Bussey v. Br. Bank , 15 Ala. 216 ( 1849 )


Menu:
  • CHILTON, J.

    In Turner et al. v. Lazarus, 6 Ala. Rep. 877, it is said that the act of 1818, (Clay’s Dig. 323, § 61, 62,) which declares every promissory note, &c. shall be construed to have the same effect in law as a joint and several note, &c., and makes it lawful to sue out process, and to proceed to judgment against any one or more of the makers, and which authorizes the plaintiff in a joint suit against several defendants, to discontinue as to such of them as have not been served with the process, &c., has never been held to authorize a judgment against one joint maker of a note, where all of them have been brought before the court by service of process.' It is further added, that this statute does not modify the common law rule, further than to authorize a discontinuance as to those on whom the writ has not been executed.

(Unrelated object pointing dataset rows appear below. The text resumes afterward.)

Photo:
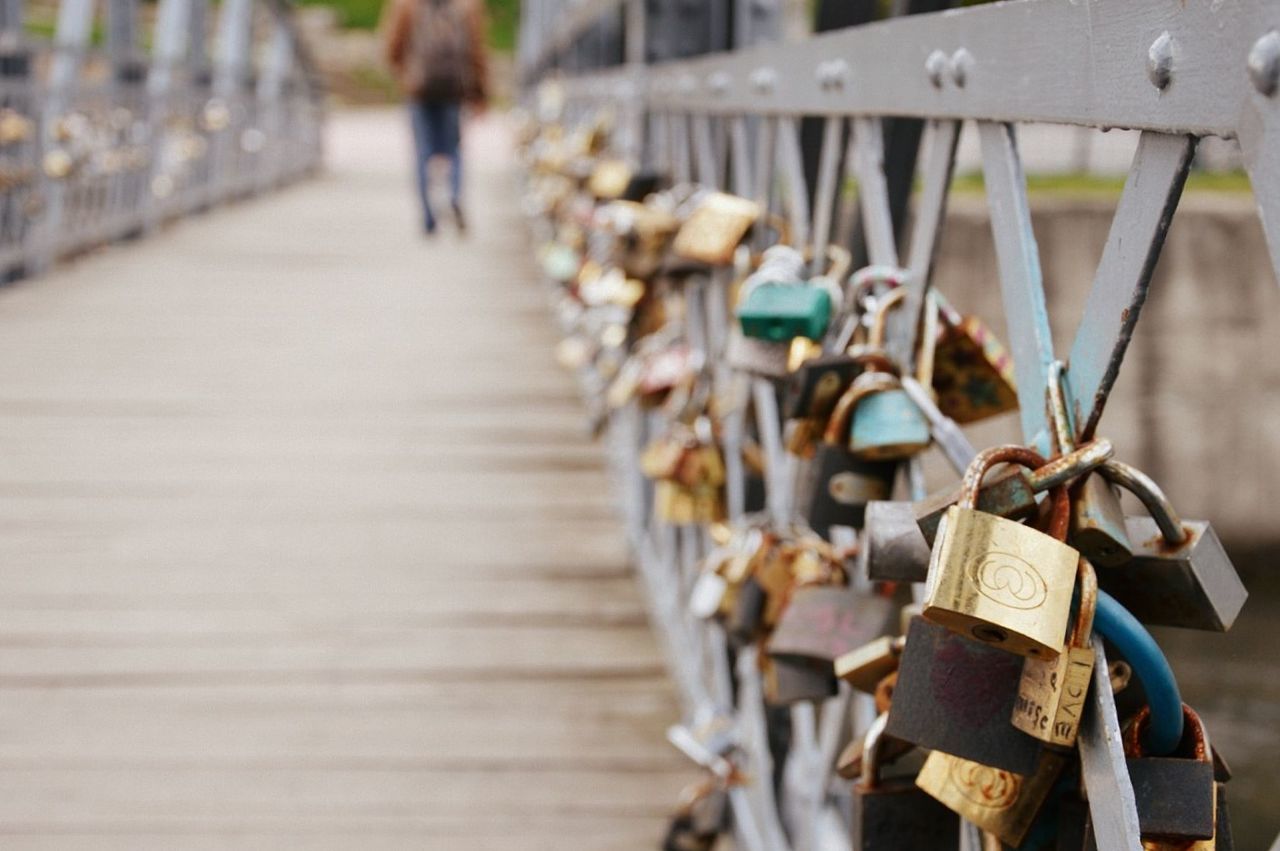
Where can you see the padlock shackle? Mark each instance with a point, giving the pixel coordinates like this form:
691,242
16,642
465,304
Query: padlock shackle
868,277
1064,437
873,744
837,425
1083,626
1134,735
1148,663
1142,486
876,339
1060,518
1079,461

    The common law rule, as it is recognized by the English decisions, .undoubtedly is, that in actions ex contractu, a discontinuance as to one defendant, sued on the joint contract, is a discontinuance of the entire suit. See 2 Saund. 207, n. 2; also Jones et al. v. Pitcher, 3 Stew. & Por. 135, and cases cited. But this rule, it is said, never extended to those cases where a defendant is discharged by matter arising subsequent to the contract, or is personal to the party pleading *218it; for example, a discharge in bankruptcy, or in the case of executors, where one is discharged upon the plea of plene administravit.

    So in Ivy v. Gamble, 7 Porter’s Rep. 545, it was held that where one party was discharged upon the plea of the statute of limitations, a judgment would be supported upon the verdict of the jury against his co-obligor, and this, although the plea and replication are joint. The court rest the decision on the ground that the plea is of matter arising subsequent to the contract, and is personal to the defendant.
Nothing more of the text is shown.